В тебе живут былые дни.
Священна каждою песчинкой.
Стой, как стояла искони!
Тебя я — боже сохрани —
Чтоб изуродовал починкой!»
Избравши для жилья покой
Полуразрушенный, с пролетом,
Лишенным кровли, наш герой
Ликует, хоть его порой —
То куры угостят пометом.
То сверху треснет кирпичом,
То дождь промочит. Ровным счетом
Илье все беды нипочем.
Сроднясь душой и телом с грязью,
Леча ушибы — пудрой, мазью,
Среди развалин и гнилья,
Среди припарок и косметик.
Не падал духом наш Илья.
Он был в восторге от «жилья»,
Зане — великий был эстетик!
1912
Опекун
Такое диво в кои веки:
Совсем на днях сановник некий
Сиротский посетил приют.
«Великолепно! Превосходно!
Ну, прямо рай: тепло, уют…
Детишки — ангелы. А честь как отдают!
И маршируют?»
«Как угодно, —
По отделеньям и повзводно…»
«Быть может, „Славься“ пропоют?
Восторг! Божественно! И этому виновник?..»

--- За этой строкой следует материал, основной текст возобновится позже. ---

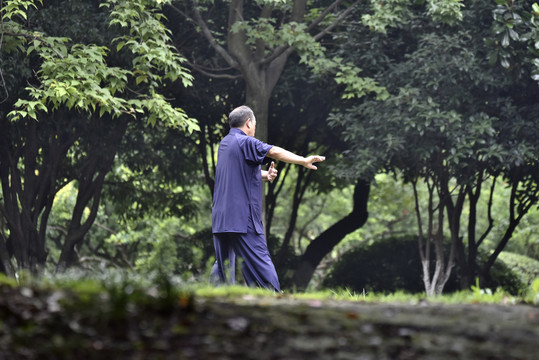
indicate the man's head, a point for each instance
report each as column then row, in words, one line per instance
column 243, row 118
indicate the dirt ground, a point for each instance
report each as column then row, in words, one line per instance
column 266, row 328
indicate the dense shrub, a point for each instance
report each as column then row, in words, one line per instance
column 393, row 264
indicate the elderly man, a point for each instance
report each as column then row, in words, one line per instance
column 237, row 201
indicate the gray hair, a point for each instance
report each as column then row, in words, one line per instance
column 239, row 116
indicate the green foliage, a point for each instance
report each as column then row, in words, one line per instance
column 163, row 248
column 79, row 77
column 387, row 14
column 527, row 268
column 392, row 264
column 387, row 265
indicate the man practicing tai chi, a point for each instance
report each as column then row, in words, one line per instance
column 237, row 201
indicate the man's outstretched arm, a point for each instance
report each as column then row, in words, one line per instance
column 281, row 154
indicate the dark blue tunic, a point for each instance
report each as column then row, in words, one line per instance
column 237, row 211
column 238, row 183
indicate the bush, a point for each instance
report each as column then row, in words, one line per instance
column 387, row 265
column 393, row 264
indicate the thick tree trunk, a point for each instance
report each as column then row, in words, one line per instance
column 325, row 242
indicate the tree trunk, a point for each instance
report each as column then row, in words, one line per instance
column 101, row 153
column 325, row 242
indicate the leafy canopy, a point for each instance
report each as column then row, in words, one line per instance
column 79, row 76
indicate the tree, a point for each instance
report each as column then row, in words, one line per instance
column 452, row 122
column 84, row 95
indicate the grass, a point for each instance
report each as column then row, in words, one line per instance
column 115, row 285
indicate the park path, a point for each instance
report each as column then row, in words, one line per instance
column 282, row 329
column 63, row 325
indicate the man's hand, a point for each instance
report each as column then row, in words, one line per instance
column 272, row 172
column 312, row 159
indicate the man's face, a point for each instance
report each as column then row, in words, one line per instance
column 251, row 126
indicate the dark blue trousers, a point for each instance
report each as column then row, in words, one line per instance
column 258, row 269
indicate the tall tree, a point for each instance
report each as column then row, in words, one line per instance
column 454, row 123
column 83, row 95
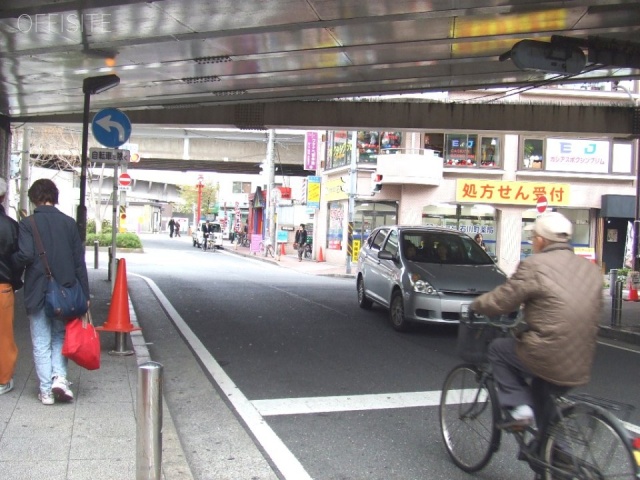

Смотритель дал ответ: «Я-с и моя жена».
«За все вам русское мерси! — изрек сановник. —
Такая именно нам школа и нужна.
С патриотической основой.
Я очень ваш почин ценю.
Я доложу о вас… Я в долг себе вменю…
А здесь — столовая? Доволен и столовой.
Позвольте мне меню.
Как?! — вдруг вскипел наш гость. — Молочный
суп… Жаркое…
И это… это — в пост!
Черт знает что такое!»
«Ваш-сясь! Питание… Малютки… Хилый рост…
Из бедноты сиротки…
Родные померли все больше от чахотки…
Врачи…»
«Врачи нахально врут!
Не допущу потворства!
С поста не мрут,
А мрут — с обжорства!»
«Ведь этакий вандал!» —
Иной читатель скажет гневно.
А я б опекуна такого оправдал:
Ведь он от голоду ни разу не страдал,
А от обжорства — ежедневно!
1912
Бунтующие зайцы
Взбежавши на пригорок,
Зайчишек тридцать — сорок
Устроили совет.
«Житья нам, братцы, нет».
«Беда. Хоть с мосту в воду».
«Добудемте права!»
«Умремте за свободу!»
. . . . . . . . . . . . . . . . .
От смелых слов у всех кружилась голова.
Но только рядышком шелохнулась трава,
Как первый, кто кричал: «За волю в землю
лягу!»,
С пригорка задал тягу.
За ним все зайцы, кто куда,
Айда!
Зайчиха с заинькой под кустиком сидела.
«Охти мне, без тебя уж стала тосковать.
Ждала тебя, ждала: глаза все проглядела.
Договорились, что ль, в совете вы до дела?»
«Договорилися. Решили бунтовать!»
О бунте заячьем пошли повсюду толки.
Не говоря уж о лисе,
Теперь, поди, хвосты поджали звери все, —
А больше всех, понятно, волки?!
1912
Свеча
«Хозяин! Пантелей Ильич! Гляди-ко… Волга…
Взбесилась, видит бог. И потонуть недолго.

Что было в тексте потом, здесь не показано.